Rubião interrumpió estas reflexiones para leer la noticia una vez más. Que estaba bien escrita, no se podía negar. Había párrafos que releyó con mucha satisfacción. Ese diablo de hombre parecía haber estado allí. ¡Qué narración! ¡Qué viveza de estilo! Algunos aspectos estaban exagerados —confusiones de la memoria—, pero la exageración no quedaba mal. ¿Y ese orgullo que se le notaba al repetir el nombre de él? «Nuestro amigo, nuestro distinguidísimo amigo, nuestro valiente amigo…».

Durante la comida se rió de sí mismo; le pareció que se había mortificado en demasía. Al fin y al cabo ¿qué tenía de malo que Camacho diese a sus lectores una noticia verdadera, interesante, dramática y seguramente nada vulgar? Al salir recibió algunas felicitaciones; Freitas lo llamó San Vicente de Paula. Y nuestro amigo sonreía, agradecía, disminuíase, si no era nada…

—¿Cómo que nada? —replicó alguien—. Que me den a mí muchas de estas nadas. Salvar una criatura arriesgando la vida…

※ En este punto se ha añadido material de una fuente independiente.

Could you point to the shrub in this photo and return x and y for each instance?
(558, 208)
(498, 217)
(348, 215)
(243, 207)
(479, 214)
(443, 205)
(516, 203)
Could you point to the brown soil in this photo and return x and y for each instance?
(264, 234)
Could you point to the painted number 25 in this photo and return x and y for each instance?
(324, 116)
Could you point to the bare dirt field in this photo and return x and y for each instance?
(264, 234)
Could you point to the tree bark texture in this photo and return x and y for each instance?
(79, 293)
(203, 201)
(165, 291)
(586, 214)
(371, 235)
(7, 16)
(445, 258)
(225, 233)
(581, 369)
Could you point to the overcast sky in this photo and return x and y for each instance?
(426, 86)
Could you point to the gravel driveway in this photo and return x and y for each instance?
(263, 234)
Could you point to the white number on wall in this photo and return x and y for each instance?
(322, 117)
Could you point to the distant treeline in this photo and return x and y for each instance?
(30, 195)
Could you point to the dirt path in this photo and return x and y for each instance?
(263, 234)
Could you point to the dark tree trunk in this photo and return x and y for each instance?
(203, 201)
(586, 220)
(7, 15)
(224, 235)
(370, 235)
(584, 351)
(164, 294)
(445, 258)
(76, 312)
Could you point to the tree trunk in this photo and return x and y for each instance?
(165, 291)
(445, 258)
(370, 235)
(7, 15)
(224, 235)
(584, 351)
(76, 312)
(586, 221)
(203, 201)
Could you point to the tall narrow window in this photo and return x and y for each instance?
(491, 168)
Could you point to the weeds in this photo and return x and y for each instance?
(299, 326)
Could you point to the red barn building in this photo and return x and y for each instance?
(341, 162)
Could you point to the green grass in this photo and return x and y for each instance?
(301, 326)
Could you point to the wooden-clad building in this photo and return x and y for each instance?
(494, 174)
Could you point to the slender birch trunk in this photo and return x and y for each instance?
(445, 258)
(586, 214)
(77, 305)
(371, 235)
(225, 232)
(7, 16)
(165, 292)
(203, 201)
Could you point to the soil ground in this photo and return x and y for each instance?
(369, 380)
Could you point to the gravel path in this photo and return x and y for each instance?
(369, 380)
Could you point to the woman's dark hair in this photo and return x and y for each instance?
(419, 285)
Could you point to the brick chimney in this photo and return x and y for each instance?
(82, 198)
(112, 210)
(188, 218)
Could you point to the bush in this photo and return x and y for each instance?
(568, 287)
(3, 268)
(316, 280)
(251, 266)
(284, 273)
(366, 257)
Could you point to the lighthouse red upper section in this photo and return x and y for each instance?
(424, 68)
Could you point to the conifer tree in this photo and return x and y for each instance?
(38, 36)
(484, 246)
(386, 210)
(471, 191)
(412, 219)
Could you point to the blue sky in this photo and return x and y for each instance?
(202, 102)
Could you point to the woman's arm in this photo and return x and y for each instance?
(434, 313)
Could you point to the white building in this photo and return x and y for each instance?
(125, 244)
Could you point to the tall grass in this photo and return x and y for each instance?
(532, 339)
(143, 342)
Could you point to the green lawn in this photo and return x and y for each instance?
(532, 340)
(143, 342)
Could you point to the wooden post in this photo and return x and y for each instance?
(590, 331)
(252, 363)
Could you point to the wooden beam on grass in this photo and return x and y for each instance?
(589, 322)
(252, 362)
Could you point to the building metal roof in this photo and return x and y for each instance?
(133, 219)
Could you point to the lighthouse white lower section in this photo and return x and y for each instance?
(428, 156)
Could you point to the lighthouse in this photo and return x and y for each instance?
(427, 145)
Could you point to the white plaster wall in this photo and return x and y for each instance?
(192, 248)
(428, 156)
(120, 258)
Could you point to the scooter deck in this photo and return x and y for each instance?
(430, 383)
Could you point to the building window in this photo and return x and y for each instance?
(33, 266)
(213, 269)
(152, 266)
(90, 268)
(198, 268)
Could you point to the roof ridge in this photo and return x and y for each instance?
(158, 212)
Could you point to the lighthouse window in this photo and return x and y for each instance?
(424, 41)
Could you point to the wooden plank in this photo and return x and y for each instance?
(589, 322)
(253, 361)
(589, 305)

Rubião iba concordando, oyendo, sonriendo; les contaba la escena a los curiosos que querían conocerla por boca del autor. Ciertos oyentes respondían con proezas suyas —uno que había salvado un hombre, otro una niña, prestos a ahogarse en la cueva del Paseo, adonde habían ido a bañarse. Se mentó también algún suicidio malogrado por la intervención del oyente, que había arrebatado la pistola al infeliz y exigido que jurara… Cada pequeña gloria oculta picaba el huevo y asomaba la cabeza, con los ojos abiertos, sin esfuerzo, en torno a la gloria máxima de Rubião. Hubo también envidiosos, incluso algunos que no lo conocían, sólo a causa de que otros lo elogiaban en voz alta. Rubião fue a agradecerle la noticia a Camacho, no sin alguna censura por el exceso de confianza, pero una censura blanda, murmurada. De allí fue a comprar unos cuantos ejemplares de la hoja para sus amigos de Barbacena. Ningún otro periódico publicaba la noticia; a consejo de Freitas, Rubião la hizo reimprimir, resumida, en las solicitadas del Jornal do Comércio.